I have repeatedly been confounded to discover just how many mistakes in both test and application code stem from misunderstandings or misconceptions about time. By this I mean both the interesting way in which computers handle time, and the fundamental gotchas inherent in how we humans have constructed our calendar — daylight savings being just the tip of the iceberg.
In fact I have seen so many of these misconceptions crop up in other people’s (and my own) programs that I thought it would be worthwhile to collect a list of the more common problems here.
All of these assumptions are wrong
- There are always 24 hours in a day.
- Months have either 30 or 31 days.
- Years have 365 days.
- February is always 28 days long.
- Any 24-hour period will always begin and end in the same day (or week, or month).
- A week always begins and ends in the same month.
- A week (or a month) always begins and ends in the same year.
- The machine that a program runs on will always be in the GMT time zone.
- Ok, that’s not true. But at least the time zone in which a program has to run will never change.

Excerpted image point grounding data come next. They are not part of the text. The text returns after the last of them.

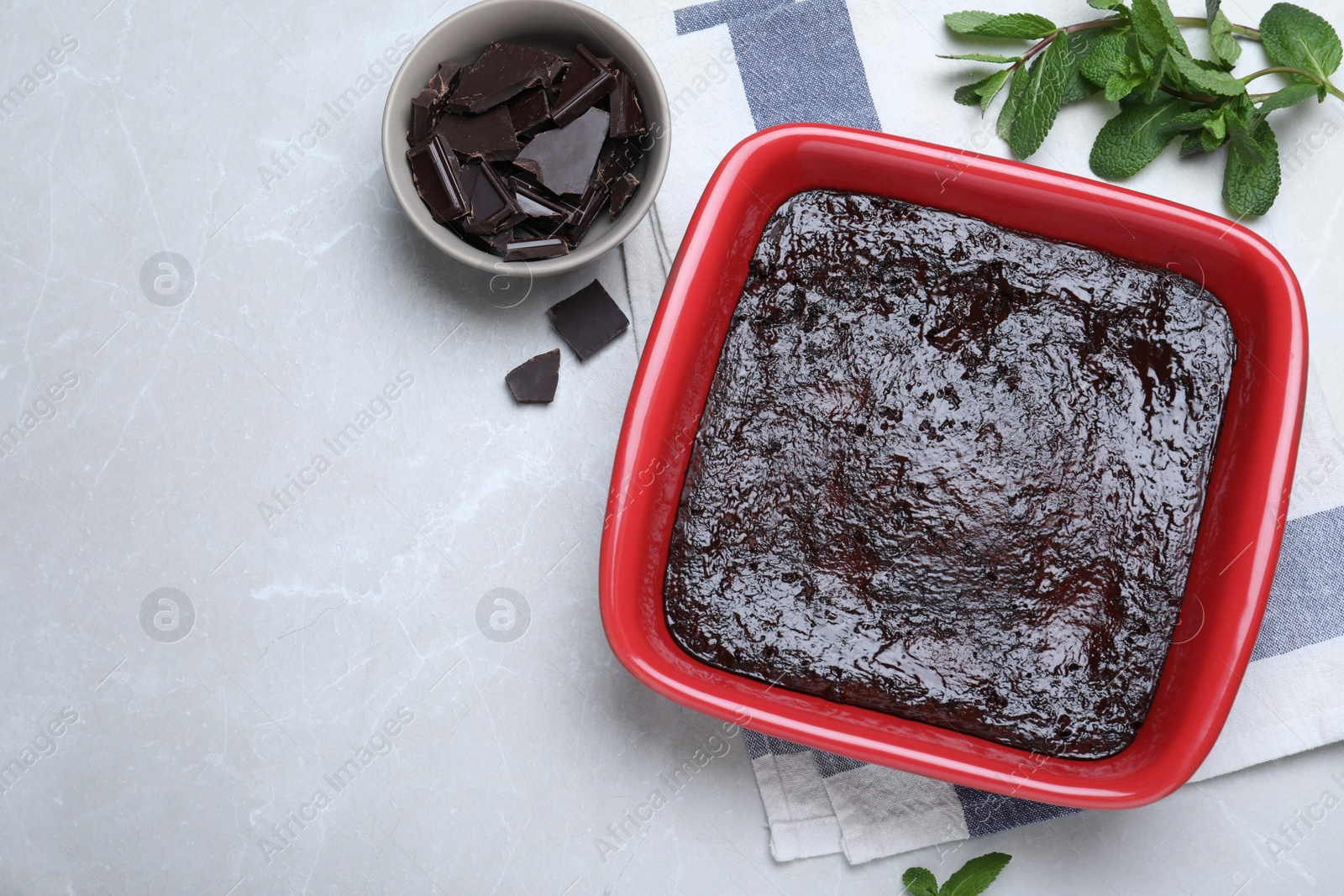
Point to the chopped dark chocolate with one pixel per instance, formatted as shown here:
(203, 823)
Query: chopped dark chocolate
(487, 136)
(534, 380)
(564, 125)
(423, 117)
(617, 157)
(530, 250)
(445, 78)
(503, 71)
(588, 320)
(622, 188)
(528, 110)
(492, 244)
(562, 160)
(627, 117)
(494, 207)
(595, 201)
(586, 81)
(550, 206)
(438, 181)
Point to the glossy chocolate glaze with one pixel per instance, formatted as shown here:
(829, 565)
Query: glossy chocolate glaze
(951, 472)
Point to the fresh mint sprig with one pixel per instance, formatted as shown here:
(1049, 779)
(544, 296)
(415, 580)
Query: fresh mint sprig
(1137, 55)
(969, 880)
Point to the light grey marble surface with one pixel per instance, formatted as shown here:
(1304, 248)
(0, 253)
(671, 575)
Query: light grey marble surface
(160, 427)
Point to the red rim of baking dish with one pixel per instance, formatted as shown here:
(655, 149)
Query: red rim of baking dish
(1243, 512)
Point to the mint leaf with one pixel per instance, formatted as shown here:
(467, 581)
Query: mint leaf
(1289, 96)
(988, 24)
(1135, 137)
(1206, 80)
(983, 92)
(981, 56)
(1039, 93)
(1010, 112)
(1250, 186)
(1242, 139)
(1226, 50)
(1108, 56)
(1120, 86)
(1081, 45)
(1193, 144)
(1300, 39)
(1216, 127)
(1158, 74)
(1193, 120)
(1156, 26)
(920, 882)
(976, 875)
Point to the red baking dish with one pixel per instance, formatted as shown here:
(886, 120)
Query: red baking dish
(1243, 513)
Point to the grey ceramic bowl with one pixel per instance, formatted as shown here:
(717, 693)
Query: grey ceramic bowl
(549, 24)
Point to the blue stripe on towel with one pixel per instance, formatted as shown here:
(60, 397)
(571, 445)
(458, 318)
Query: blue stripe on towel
(990, 813)
(1307, 602)
(799, 60)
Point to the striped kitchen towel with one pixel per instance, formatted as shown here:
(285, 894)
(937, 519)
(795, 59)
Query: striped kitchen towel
(736, 66)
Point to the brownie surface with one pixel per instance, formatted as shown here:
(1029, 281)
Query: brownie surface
(951, 472)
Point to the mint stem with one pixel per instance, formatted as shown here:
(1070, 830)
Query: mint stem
(1194, 22)
(1289, 70)
(1075, 29)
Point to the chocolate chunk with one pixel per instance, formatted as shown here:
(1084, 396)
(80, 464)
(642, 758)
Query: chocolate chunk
(627, 117)
(438, 179)
(622, 188)
(588, 320)
(593, 202)
(534, 380)
(488, 136)
(617, 157)
(586, 81)
(494, 207)
(492, 244)
(562, 160)
(423, 117)
(539, 203)
(528, 110)
(445, 78)
(528, 250)
(503, 71)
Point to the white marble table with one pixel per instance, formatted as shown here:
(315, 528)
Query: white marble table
(318, 710)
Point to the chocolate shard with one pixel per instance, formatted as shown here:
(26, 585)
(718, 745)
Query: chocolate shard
(526, 250)
(627, 116)
(617, 157)
(539, 203)
(443, 81)
(492, 244)
(528, 110)
(534, 380)
(503, 71)
(562, 160)
(622, 188)
(588, 320)
(595, 201)
(487, 136)
(586, 81)
(438, 179)
(494, 207)
(423, 117)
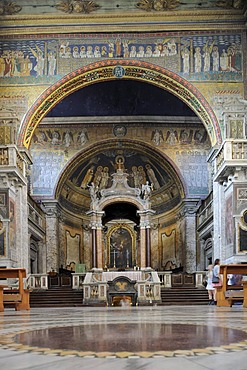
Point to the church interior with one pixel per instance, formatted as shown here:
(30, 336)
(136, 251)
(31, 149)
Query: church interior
(123, 168)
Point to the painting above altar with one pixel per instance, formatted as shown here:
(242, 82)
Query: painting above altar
(121, 247)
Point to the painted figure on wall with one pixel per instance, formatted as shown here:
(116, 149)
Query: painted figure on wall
(120, 249)
(199, 57)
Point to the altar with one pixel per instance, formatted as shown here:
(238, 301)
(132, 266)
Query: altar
(140, 287)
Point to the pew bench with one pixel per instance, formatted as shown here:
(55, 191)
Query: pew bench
(12, 298)
(234, 296)
(228, 294)
(17, 298)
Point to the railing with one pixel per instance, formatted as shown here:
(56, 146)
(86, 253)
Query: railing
(37, 281)
(40, 281)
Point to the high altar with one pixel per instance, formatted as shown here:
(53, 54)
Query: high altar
(123, 259)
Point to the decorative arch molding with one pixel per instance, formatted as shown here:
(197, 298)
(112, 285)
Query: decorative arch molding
(120, 69)
(121, 199)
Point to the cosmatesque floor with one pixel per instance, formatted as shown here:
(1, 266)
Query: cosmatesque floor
(155, 337)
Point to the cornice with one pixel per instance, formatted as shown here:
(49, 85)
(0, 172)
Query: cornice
(127, 22)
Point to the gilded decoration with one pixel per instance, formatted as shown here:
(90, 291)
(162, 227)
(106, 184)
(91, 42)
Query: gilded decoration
(201, 57)
(235, 4)
(158, 5)
(100, 72)
(9, 8)
(77, 6)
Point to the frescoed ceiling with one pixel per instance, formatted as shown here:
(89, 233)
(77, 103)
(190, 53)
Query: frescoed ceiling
(120, 15)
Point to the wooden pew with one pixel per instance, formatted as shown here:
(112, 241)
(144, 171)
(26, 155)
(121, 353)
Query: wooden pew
(17, 297)
(228, 294)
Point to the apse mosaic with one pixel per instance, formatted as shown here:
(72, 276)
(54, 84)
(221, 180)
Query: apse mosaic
(52, 148)
(204, 57)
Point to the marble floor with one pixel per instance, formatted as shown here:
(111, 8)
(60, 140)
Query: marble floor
(107, 338)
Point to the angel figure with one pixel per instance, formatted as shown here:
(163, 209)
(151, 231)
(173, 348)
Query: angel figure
(40, 61)
(67, 138)
(54, 137)
(172, 137)
(146, 190)
(82, 137)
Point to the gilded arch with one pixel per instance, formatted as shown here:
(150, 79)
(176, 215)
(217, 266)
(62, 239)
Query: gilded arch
(114, 69)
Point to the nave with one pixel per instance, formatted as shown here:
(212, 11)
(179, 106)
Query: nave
(192, 337)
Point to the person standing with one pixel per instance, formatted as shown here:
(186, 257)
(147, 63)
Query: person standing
(209, 286)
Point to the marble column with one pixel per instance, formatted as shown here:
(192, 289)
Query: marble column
(52, 235)
(189, 214)
(96, 234)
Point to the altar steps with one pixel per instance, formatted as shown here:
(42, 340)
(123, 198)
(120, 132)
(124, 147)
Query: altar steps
(56, 297)
(184, 296)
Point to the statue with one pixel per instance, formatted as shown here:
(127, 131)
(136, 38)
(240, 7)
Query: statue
(93, 192)
(146, 190)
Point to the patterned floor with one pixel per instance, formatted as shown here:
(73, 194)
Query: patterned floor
(143, 334)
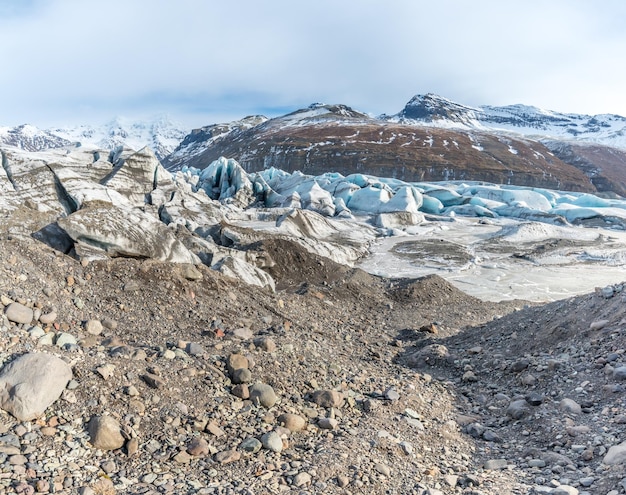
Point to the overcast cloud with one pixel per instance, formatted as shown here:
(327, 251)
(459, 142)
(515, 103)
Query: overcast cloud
(203, 61)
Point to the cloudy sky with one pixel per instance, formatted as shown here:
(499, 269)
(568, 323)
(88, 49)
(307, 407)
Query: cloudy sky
(206, 61)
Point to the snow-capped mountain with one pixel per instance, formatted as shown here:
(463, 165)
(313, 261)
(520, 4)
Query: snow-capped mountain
(30, 138)
(529, 121)
(161, 135)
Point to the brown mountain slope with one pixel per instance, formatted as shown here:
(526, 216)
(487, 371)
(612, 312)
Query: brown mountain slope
(347, 142)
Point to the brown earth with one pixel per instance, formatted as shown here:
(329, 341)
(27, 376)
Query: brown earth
(334, 328)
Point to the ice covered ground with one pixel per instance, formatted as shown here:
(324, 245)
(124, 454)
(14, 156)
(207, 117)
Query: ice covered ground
(505, 258)
(493, 241)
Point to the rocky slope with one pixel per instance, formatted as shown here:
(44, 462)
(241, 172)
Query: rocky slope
(151, 344)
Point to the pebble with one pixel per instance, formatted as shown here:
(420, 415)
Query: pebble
(265, 343)
(105, 433)
(272, 441)
(383, 469)
(302, 479)
(227, 456)
(494, 464)
(570, 406)
(263, 394)
(65, 339)
(517, 409)
(236, 361)
(48, 318)
(328, 423)
(93, 327)
(198, 446)
(18, 313)
(251, 445)
(241, 375)
(328, 398)
(293, 422)
(565, 490)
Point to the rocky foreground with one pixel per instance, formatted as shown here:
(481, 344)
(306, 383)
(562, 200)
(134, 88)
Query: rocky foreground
(173, 378)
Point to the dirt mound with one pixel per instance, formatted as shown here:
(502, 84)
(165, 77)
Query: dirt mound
(293, 265)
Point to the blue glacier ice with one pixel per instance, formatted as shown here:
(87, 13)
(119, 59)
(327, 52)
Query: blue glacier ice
(332, 194)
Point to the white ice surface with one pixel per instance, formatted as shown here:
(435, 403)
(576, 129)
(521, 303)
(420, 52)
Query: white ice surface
(499, 276)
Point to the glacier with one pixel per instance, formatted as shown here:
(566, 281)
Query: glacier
(494, 241)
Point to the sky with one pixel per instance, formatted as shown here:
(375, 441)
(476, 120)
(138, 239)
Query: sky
(68, 62)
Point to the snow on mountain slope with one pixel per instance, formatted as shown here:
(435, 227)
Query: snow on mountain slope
(532, 122)
(161, 135)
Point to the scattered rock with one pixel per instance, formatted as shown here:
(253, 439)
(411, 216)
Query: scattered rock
(105, 433)
(263, 394)
(328, 398)
(19, 313)
(31, 383)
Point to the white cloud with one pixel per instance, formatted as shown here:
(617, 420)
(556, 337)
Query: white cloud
(207, 60)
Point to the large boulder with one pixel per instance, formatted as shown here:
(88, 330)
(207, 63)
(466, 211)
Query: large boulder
(31, 383)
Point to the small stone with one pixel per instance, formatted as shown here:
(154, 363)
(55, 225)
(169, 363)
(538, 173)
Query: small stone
(241, 391)
(132, 391)
(616, 454)
(565, 490)
(65, 339)
(517, 409)
(619, 373)
(109, 324)
(153, 381)
(251, 445)
(390, 394)
(342, 480)
(520, 365)
(243, 333)
(451, 479)
(598, 324)
(236, 361)
(328, 398)
(227, 456)
(108, 467)
(194, 349)
(293, 422)
(48, 318)
(327, 423)
(272, 441)
(570, 406)
(302, 479)
(198, 447)
(265, 343)
(383, 469)
(493, 464)
(105, 433)
(132, 446)
(241, 375)
(214, 429)
(18, 313)
(106, 370)
(263, 394)
(17, 460)
(93, 327)
(183, 457)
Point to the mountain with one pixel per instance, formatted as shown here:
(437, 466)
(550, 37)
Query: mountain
(323, 138)
(160, 134)
(609, 130)
(30, 138)
(430, 139)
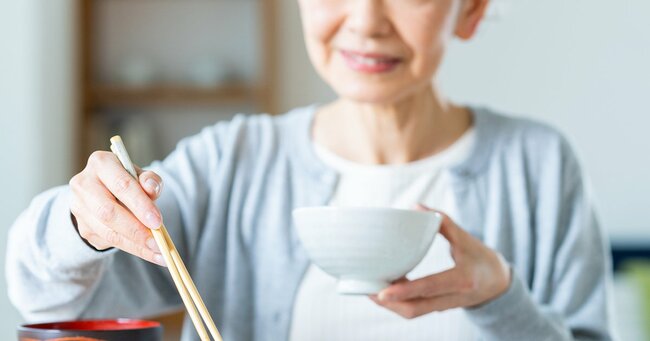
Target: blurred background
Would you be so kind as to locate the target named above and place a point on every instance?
(75, 72)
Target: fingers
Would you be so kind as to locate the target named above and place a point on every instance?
(126, 189)
(109, 212)
(417, 307)
(446, 282)
(124, 243)
(102, 237)
(448, 227)
(151, 183)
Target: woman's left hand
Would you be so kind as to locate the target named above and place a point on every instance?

- Well, surely there will never be a change to the time zone in which a program hast to run in production.
- The system clock will always be set to the correct local time.
- The system clock will always be set to a time that is not wildly different from the correct local time.
- If the system clock is incorrect, it will at least always be off by a consistent number of seconds.
- The server clock and the client clock will always be set to the same time.
- The server clock and the client clock will always be set to around the same time.
- Ok, but the time on the server clock and time on the client clock would never be different by a matter of decades.
- If the server clock and the client clock are not in synch, they will at least always be out of synch by a consistent number of seconds.
- The server clock and the client clock will use the same time zone.
- The system clock will never be set to a time that is in the distant past or the far future.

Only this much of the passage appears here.